The main Tuareg rebel group in Niger has ousted its leader, Aghaly ag Alambo, the Niger Justice Movement (MNJ) said on its website, raising questions over efforts to broker peace in the country’s lawless north.
The MNJ has waged a low-level insurgency in the north of the uranium-exporting nation since 2007 but Libya has brokered a peace pledge from the rebels and the government, prompting local officials to predict the conflict will be over by end-2009.
“The fighters, officers and political officials in the MNJ have decided and declare that (Alambo) is no longer the president of the MNJ,” the group said in a statement dated Aug. 31 and posted on its website www.m-n-j.blogspot.com.
It was not immediately clear how many fighters in the MNJ remain loyal to Alambo or what impact his sacking would have on Libyan-brokered talks. There have been previous splits in the movement leading to two other nomadic Tuareg rebel factions.
The statement accused Alambo of “tricking” the group and the countries working to end the conflict between the MNJ and the government. The group would be led by current chief-of-staff Amoumoune Kalakouwa until a new leader is chosen, it added.
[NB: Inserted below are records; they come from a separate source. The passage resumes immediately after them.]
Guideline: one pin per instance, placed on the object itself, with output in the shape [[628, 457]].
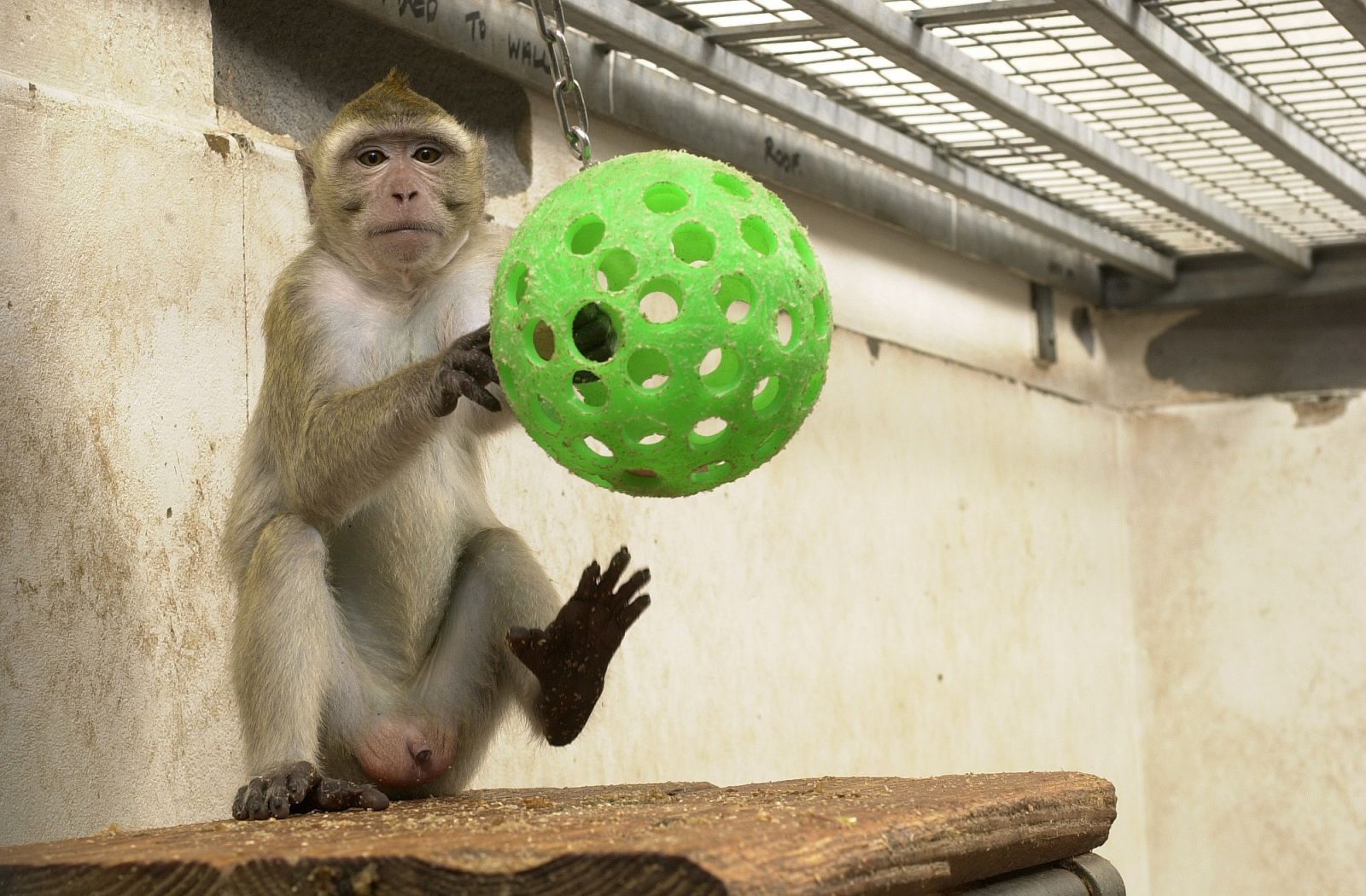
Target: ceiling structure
[[1206, 134]]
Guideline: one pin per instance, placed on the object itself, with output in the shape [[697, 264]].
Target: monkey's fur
[[380, 604]]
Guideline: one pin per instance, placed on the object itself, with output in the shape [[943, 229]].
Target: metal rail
[[628, 26], [1351, 15], [503, 36], [1165, 52], [908, 44]]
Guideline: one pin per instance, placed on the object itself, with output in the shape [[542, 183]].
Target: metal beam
[[985, 13], [1351, 15], [1178, 61], [767, 31], [1339, 273], [628, 26], [502, 36], [901, 40]]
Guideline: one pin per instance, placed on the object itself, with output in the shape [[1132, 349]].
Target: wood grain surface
[[869, 835]]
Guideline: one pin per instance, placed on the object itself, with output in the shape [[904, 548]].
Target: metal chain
[[567, 93]]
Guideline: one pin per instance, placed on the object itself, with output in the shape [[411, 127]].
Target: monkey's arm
[[571, 655], [345, 444]]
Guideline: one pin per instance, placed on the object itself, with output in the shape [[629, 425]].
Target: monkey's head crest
[[389, 143]]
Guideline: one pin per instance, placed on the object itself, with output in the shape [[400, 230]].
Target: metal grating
[[1293, 52], [1065, 61]]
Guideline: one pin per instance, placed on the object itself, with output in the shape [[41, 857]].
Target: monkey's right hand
[[301, 788], [462, 370]]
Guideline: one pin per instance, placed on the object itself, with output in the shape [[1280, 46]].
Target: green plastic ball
[[660, 324]]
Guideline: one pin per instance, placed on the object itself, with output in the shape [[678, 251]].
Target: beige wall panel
[[1250, 561], [933, 577], [155, 58], [123, 369], [929, 521]]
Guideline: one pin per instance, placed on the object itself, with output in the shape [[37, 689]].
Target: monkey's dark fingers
[[277, 802], [334, 795], [628, 614], [614, 573], [461, 382], [623, 595], [587, 582], [530, 646], [476, 364], [250, 802], [300, 780]]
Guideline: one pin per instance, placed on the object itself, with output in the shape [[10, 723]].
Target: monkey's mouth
[[407, 227]]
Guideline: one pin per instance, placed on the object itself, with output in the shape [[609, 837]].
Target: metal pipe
[[628, 27], [901, 40], [1085, 876], [502, 36]]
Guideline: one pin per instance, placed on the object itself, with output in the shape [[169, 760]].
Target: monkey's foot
[[571, 656], [301, 788]]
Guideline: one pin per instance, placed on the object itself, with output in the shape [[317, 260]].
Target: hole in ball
[[540, 341], [585, 234], [768, 395], [660, 300], [721, 369], [731, 184], [694, 245], [648, 369], [708, 432], [518, 283], [589, 388], [785, 325], [615, 270], [803, 249], [735, 295], [710, 472], [821, 313], [598, 447], [594, 332], [645, 432], [758, 236], [666, 197]]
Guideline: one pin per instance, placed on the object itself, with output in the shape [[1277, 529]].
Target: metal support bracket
[[1042, 300]]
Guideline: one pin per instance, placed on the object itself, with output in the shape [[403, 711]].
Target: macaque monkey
[[386, 619]]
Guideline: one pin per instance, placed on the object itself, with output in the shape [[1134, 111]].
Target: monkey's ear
[[305, 160], [305, 168]]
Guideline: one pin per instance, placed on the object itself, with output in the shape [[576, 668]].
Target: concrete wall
[[1249, 570], [963, 561]]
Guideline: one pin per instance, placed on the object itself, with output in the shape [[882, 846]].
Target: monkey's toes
[[250, 803], [334, 795]]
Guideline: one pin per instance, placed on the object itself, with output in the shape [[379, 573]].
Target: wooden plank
[[842, 836]]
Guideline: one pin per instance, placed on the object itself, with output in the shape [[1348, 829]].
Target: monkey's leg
[[469, 677], [289, 652]]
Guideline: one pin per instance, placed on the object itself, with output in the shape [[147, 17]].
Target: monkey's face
[[400, 201]]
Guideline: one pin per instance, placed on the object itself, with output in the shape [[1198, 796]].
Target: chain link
[[567, 93]]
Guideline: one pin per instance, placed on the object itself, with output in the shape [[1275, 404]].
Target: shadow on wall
[[1246, 350], [289, 67]]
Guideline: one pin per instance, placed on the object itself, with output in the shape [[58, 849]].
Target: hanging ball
[[660, 324]]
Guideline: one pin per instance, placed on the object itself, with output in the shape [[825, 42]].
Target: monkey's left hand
[[571, 655]]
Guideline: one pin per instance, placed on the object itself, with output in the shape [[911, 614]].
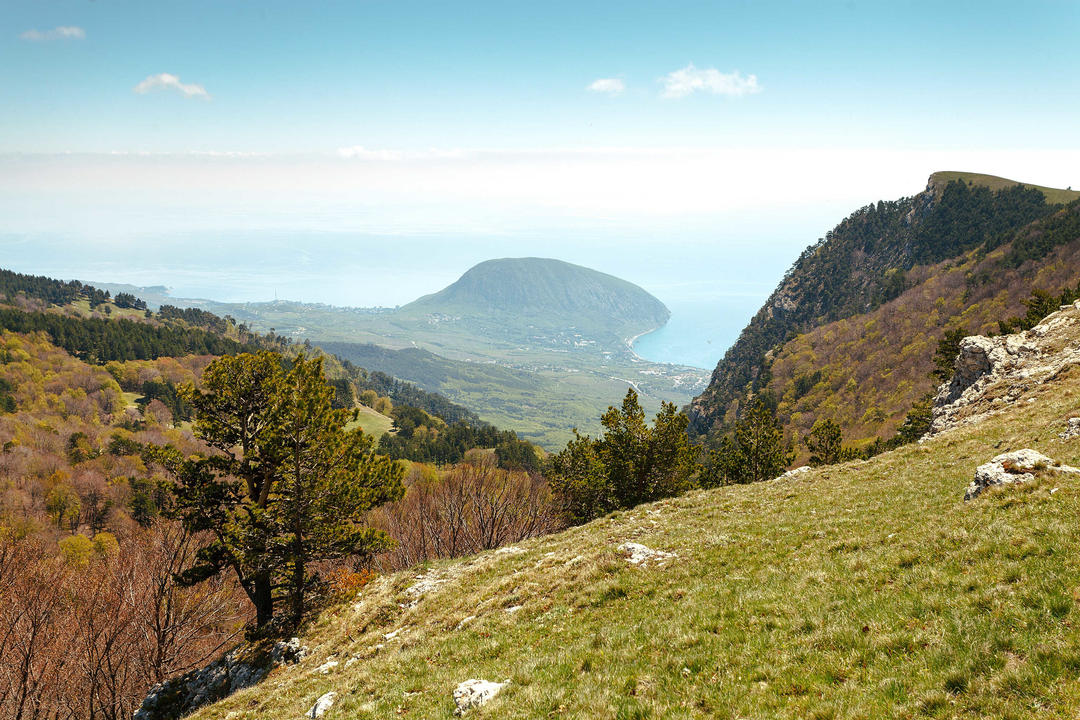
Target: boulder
[[473, 693], [324, 703], [638, 554], [1071, 429], [1013, 467]]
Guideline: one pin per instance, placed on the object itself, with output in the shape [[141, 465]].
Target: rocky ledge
[[993, 372]]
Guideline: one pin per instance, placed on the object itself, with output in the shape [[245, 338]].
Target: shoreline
[[630, 347]]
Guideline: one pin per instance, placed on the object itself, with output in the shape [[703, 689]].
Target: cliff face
[[863, 302]]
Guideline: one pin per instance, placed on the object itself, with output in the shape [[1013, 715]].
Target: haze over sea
[[711, 285]]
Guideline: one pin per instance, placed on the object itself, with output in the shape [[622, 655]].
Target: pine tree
[[630, 464], [327, 478], [285, 486], [825, 443]]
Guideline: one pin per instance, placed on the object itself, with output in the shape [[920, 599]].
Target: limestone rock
[[1071, 429], [234, 670], [324, 703], [473, 693], [990, 374], [1013, 467], [638, 554]]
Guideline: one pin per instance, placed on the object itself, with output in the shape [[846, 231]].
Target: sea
[[712, 288]]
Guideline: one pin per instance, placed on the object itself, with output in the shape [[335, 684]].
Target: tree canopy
[[286, 485]]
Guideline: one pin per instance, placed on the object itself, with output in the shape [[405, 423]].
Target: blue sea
[[699, 331], [713, 288]]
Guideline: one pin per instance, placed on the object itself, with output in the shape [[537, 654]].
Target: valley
[[539, 345]]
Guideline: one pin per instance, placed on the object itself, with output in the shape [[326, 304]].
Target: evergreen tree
[[824, 443], [757, 450], [630, 464], [326, 478], [286, 486]]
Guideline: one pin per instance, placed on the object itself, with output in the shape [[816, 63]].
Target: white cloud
[[62, 32], [607, 85], [690, 79], [166, 81]]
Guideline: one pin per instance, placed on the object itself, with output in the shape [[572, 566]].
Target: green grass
[[372, 422], [994, 182], [861, 591]]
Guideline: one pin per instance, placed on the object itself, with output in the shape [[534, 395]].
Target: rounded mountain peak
[[542, 286]]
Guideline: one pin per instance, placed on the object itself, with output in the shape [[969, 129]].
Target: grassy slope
[[994, 182], [862, 591]]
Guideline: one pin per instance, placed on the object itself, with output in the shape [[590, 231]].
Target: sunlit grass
[[862, 591]]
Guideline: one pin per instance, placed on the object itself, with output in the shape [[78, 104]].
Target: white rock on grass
[[473, 693], [327, 666], [1071, 429], [638, 554], [323, 704], [1011, 469]]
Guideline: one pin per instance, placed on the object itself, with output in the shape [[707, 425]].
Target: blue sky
[[297, 78], [675, 144]]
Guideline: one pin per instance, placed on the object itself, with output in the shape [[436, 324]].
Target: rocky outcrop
[[324, 703], [235, 670], [1013, 467], [993, 372], [1071, 429], [638, 554], [473, 693]]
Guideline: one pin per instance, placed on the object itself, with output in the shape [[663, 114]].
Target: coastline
[[630, 345]]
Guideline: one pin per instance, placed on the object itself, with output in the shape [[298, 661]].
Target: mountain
[[867, 589], [549, 293], [851, 330], [536, 344]]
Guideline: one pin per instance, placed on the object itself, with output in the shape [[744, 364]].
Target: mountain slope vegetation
[[853, 591], [850, 333], [547, 293], [534, 343]]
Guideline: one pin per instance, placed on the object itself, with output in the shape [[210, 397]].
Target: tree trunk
[[262, 597]]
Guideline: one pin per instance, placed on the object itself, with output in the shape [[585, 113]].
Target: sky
[[366, 152]]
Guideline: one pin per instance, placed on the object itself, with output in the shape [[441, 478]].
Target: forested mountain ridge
[[549, 291], [531, 343], [883, 256], [861, 589]]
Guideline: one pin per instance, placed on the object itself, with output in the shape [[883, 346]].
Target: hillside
[[1053, 195], [545, 293], [851, 330], [856, 591]]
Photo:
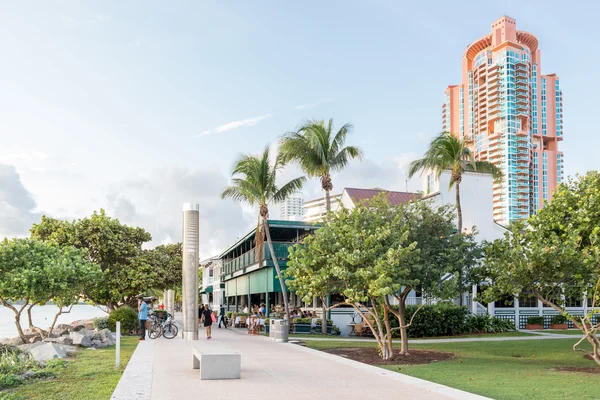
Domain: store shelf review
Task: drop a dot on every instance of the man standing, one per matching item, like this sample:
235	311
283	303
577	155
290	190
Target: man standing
142	316
222	317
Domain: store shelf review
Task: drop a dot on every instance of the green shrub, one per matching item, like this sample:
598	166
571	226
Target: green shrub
499	325
535	320
101	323
128	318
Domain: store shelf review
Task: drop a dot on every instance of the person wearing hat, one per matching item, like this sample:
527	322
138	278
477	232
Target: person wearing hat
142	316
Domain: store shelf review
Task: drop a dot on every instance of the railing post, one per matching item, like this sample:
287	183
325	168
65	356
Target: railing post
118	349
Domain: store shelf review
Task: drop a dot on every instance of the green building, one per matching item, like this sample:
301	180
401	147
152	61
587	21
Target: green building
249	282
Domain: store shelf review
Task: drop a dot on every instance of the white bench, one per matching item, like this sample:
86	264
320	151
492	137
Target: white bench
217	363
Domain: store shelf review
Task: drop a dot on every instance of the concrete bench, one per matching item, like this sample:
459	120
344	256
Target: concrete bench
217	363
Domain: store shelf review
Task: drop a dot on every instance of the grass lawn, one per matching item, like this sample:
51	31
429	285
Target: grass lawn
563	332
91	374
511	370
487	335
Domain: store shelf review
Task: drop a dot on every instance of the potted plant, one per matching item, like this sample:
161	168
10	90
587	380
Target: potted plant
301	325
559	322
535	323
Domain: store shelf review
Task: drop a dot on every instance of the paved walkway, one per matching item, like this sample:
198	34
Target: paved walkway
282	371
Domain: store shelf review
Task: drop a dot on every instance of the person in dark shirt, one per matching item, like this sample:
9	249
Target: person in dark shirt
206	320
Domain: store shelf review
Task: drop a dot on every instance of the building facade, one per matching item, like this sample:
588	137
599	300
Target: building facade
510	114
292	209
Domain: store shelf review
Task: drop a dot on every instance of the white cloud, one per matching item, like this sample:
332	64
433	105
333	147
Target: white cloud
236	124
313	105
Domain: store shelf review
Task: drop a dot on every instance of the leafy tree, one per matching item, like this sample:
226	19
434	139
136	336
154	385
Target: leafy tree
319	152
376	254
115	247
36	272
254	184
445	152
556	256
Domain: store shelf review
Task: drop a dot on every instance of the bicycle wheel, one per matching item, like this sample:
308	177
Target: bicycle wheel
154	331
169	331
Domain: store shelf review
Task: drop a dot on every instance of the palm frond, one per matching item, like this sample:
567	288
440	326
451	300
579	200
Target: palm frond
289	189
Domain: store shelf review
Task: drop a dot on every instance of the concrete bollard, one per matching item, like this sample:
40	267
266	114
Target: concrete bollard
118	349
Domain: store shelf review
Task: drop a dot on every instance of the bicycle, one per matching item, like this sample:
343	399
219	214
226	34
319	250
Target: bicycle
168	328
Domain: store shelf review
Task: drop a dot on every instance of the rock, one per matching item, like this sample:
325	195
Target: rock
35	339
47	351
80	339
65	327
64	340
16	341
58	332
28	346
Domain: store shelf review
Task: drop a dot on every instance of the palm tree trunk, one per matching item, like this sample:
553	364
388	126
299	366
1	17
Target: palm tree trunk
286	305
459	226
324	309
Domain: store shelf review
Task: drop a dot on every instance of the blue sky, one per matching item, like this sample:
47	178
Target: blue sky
108	104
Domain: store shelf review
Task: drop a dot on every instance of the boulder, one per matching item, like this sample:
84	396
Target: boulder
77	328
65	327
64	340
35	339
70	350
58	332
47	351
80	339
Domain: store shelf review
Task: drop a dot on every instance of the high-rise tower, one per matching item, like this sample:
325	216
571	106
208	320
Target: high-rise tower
511	115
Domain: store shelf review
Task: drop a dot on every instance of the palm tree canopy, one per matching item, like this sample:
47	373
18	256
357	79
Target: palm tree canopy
254	181
447	151
318	149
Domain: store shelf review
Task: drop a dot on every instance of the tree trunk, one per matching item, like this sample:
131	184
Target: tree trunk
278	270
403	328
324	309
324	317
458	208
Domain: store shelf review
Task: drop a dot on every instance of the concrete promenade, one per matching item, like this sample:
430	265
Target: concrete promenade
269	371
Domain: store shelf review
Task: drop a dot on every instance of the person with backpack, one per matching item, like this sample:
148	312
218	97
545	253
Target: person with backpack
207	320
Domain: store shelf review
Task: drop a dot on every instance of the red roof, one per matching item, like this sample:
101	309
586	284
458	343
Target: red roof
395	198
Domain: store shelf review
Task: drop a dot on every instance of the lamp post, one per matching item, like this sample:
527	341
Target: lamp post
191	222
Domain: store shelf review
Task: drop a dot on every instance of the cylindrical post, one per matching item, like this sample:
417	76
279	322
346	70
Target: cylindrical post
118	349
191	221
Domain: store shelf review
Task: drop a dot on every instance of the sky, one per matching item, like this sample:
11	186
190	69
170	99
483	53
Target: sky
138	107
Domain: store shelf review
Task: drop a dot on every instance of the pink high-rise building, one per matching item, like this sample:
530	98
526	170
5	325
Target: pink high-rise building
510	114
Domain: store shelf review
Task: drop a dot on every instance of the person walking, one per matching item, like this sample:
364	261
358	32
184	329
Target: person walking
142	316
207	321
222	319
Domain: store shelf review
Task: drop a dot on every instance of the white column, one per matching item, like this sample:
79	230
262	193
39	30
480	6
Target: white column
191	222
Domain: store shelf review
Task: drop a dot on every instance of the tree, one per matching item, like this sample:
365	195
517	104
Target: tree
254	184
445	152
319	152
556	256
36	272
115	247
376	253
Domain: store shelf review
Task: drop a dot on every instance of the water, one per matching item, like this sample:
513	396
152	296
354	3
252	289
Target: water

The conflict is similar to previous rebellions in the 1960s and 1990s but the Tuareg are now focussing on securing a greater share of revenues from uranium mining by firms like France’s Areva , which operates in the remote north.
Areva is currently developing a €1.2 billion (R13.2 billion) mine at Imouraren, which is expected to become the biggest uranium mine in Africa and should produce 5000 tonnes per year for 35 years.
Some 300 rebels and 80 soldiers have been killed in cat-and-mouse fighting that has displaced 20 000 people.
Having initially refused to negotiate with the Tuareg rebels, accusing them of being drug dealers and gun-runners, the government in Niamey agreed to Libyan-brokered talks in April and much of the violence have eased since then.
But the MNJ’s ousting of its leader raised questions over agreements made during these talks, days after the governor of Agadez, the region that has seen most of the violence, predicted that the conflict would be over by the end of the year.
“The MNJ informs the Libyan authorities and those in power in Niamey that the group is not bound by the decisions, agreements and promises made by Alambo,” it said.
However, the group said it remained open to the Libyan-brokered talks, so long as Niger’s government agreed to conditions, which include the declaration of a truce, freeing prisoners, lifting a state of emergency in the north and formal negotiations.